La ville aux mille cheminées

C’est ainsi que l’on qualifiait autrefois notre ville, tant le nombre des cheminées qui s’y élevaient était important. Elles correspondaient à des machines à vapeur que l’on appelait alors des «machines à feu».

Devant leur nombre grandissant, pour des questions de sécurité et de salubrité publique, la législation, et en particulier l’ordonnance royale du 29 octobre 1823, imposait certaines contraintes avec, entre autres, une autorisation préalable, un contrôle périodique et la construction en maçonnerie d’une cheminée d’une hauteur de 20 à 30 mètres selon la puissance de la machine. La première machine à vapeur, et donc la première cheminée d’usine installée à Roubaix fut celle de la firme Grimonprez-Bulteau en 1820, mais c’est seulement le 8 mars 1825 que la chaudière fut homologuée. Ensuite, les autres machines à vapeur durent obligatoirement attendre le certificat de conformité pour pouvoir fonctionner.

 Un document, dans les Archives Municipales de Roubaix, fait état, en 1834, de 29 machines à vapeur en service à Roubaix et un relevé du 17 octobre 1834 nous en donne le détail précis avec la hauteur de chaque d’entre elles. Ces hauteurs sont encore exprimées en pieds (mesure ancienne équivalente à 0,33 mètres). De ces 29 cheminées dont les plus hautes étaient celles des maisons Wibaux-Florin, Scrépel-Lefebvre et Werbrouck (chacune 102 pieds, soit plus de 33 mètres de hauteur), six cheminées se trouvaient rue de la Fosse aux chênes et cinq rue du Grand Chemin, les autres étant réparties dans une dizaine de rues de la ville qui se limitait alors à une quarantaine de voies de circulation.

 Dix ans plus tard, un état des machines à vapeur de Roubaix, en date du 23 octobre 1844, nous apprend que 41 établissements roubaisiens en sont dotés, ce qui suppose autant de cheminées, qui passeront à 113 en 1857. On constate donc une progression spectaculaire marquée par la présence dans les firmes importantes de plusieurs machines affectées à la force motrice de différents ateliers. Un autre relevé, daté de 1857, donne pour chaque entreprise la puissance en chevaux-vapeur dont elle dispose ce qui nous apprend que la palme revient à Motte-Bossut qui reçoit 180 CV (il s’agit de la filature Monstre de la rue de l’Union détruite par un incendie le 8 décembre 1866), la seconde place étant occupée loin derrière par la filature Duriez fils avec 80 CV (cette firme, située sur le quai de l’ancien canal près du carrefour de l’actuelle rue Pierre de Roubaix, sensiblement à l’emplacement de la Caisse d’Allocations Familiales, fut totalement détruite par un incendie le 13 mars 1876 qui fit 3 victimes parmi les ouvriers de l’établissement).

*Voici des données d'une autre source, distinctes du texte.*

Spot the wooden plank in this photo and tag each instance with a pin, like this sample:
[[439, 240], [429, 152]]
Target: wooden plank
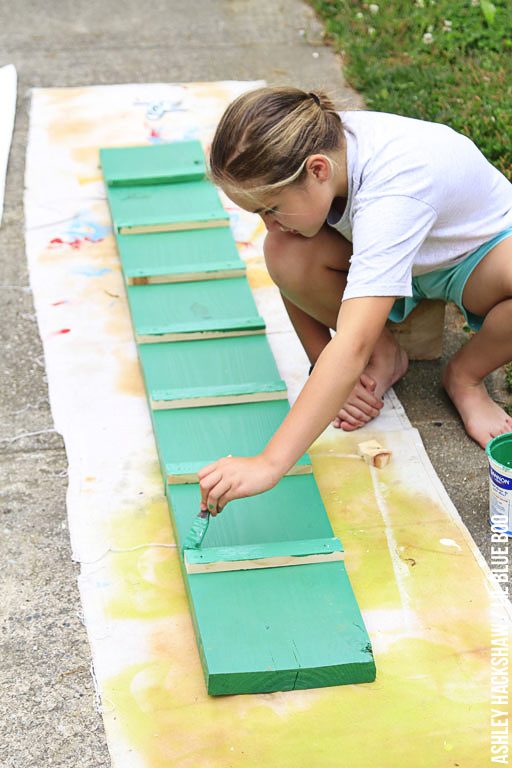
[[197, 307], [196, 336], [295, 628], [153, 164], [291, 511], [188, 439], [165, 207], [421, 333], [274, 555], [166, 257], [230, 368], [284, 561], [263, 628], [250, 552], [173, 226]]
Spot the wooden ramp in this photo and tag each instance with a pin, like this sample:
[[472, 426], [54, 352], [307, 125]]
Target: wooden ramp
[[271, 602]]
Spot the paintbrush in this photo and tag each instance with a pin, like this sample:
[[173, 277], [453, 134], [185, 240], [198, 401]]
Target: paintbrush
[[198, 531]]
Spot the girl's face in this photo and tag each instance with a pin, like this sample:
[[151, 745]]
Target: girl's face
[[300, 208]]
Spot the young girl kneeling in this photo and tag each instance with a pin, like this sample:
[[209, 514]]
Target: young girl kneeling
[[367, 213]]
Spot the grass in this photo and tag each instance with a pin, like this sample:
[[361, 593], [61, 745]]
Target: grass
[[448, 61]]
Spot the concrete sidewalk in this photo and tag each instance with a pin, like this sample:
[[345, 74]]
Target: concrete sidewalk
[[47, 711]]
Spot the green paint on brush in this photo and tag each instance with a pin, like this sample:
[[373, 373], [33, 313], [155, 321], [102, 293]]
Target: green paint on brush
[[198, 531]]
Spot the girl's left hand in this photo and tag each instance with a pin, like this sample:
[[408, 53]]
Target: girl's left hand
[[234, 478]]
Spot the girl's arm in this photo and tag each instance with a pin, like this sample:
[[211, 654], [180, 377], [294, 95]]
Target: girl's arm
[[313, 335], [360, 323]]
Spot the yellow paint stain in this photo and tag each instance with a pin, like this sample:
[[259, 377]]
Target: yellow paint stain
[[161, 712], [432, 687], [144, 584], [86, 164], [147, 521]]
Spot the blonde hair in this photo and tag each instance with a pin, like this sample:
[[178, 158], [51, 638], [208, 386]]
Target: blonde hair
[[265, 137]]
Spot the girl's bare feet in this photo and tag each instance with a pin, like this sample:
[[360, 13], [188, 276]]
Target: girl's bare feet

 En 1872, une note de la Direction du Service des Mines, responsable du contrôle des machines à vapeur, fait état, à Roubaix, de 250 usines munies de cet équipement, soit au moins autant de cheminées et sans aucun doute nettement plus car certains établissements importants possédant plusieurs machines avaient fait construire autant de cheminées.

 Les dossiers conservés aux Archives Municipales de Roubaix conservent un nombre important d’autorisations de mise en service pour des machines installées chez des industriels soit pour remplacer des matériels périmés soit pour renforcer la puissance de leur entreprise. Mais les cheminées, érigées pour évacuer les fumées de toutes ces chaudières et qui fonctionnaient au charbon n’étaient pas les seules dans le ciel de Roubaix. A dater de 1844, on voit les grandes usines se doter de gazogènes pour éclairer leurs ateliers. Les premières installations furent celles d’Eugène Grimonprez et d’Auguste Mimerel. Les prescriptions relatives à ces matériels qui fonctionnaient par distillation de la houille imposaient la construction d’une cheminée en maçonnerie s’élevant à 15 mètres minimum au-dessus du sol.

 Avant d’utiliser le gaz, nos arrière-grands-parents s’éclairaient à la chandelle et nous avons trouvé trace de l’existence à Roubaix, avant 1850 de plus d’une dizaine de fabriques de chandelles, dont la création était subordonnée à une autorisation en raison des nuisances que pouvaient provoquer les opérations de chauffage et de fonte des ingrédients utilisés pour cette fabrication. Ces ateliers devaient aussi être munis de cheminées ainsi d’ailleurs que toutes les autres fabrications (savonneries, distilleries, fabriques de chicorée, etc.…) susceptibles de provoquer des émanations.

 On disait en patois : « l’ballot qui finque » : La cheminée qui fume.

Aujourd’hui, l’association Le Non Lieu a recensé en 2004 les quelques 37 cheminées qui sont toujours debout à Roubaix et dont certaines ont été réduites à leur base. Il reste donc environ 1/10e des cheminées construites.

CONSTRUCTION TECHNIQUE

 Au départ, la forme simple avait une base carrée puis, pour des raisons techniques, on passa à la forme ronde. Cette forme offrait moins de résistance au vent et moins d’oscillations dangereuses pour ces grandes hauteurs qui ne faisaient qu’augmenter.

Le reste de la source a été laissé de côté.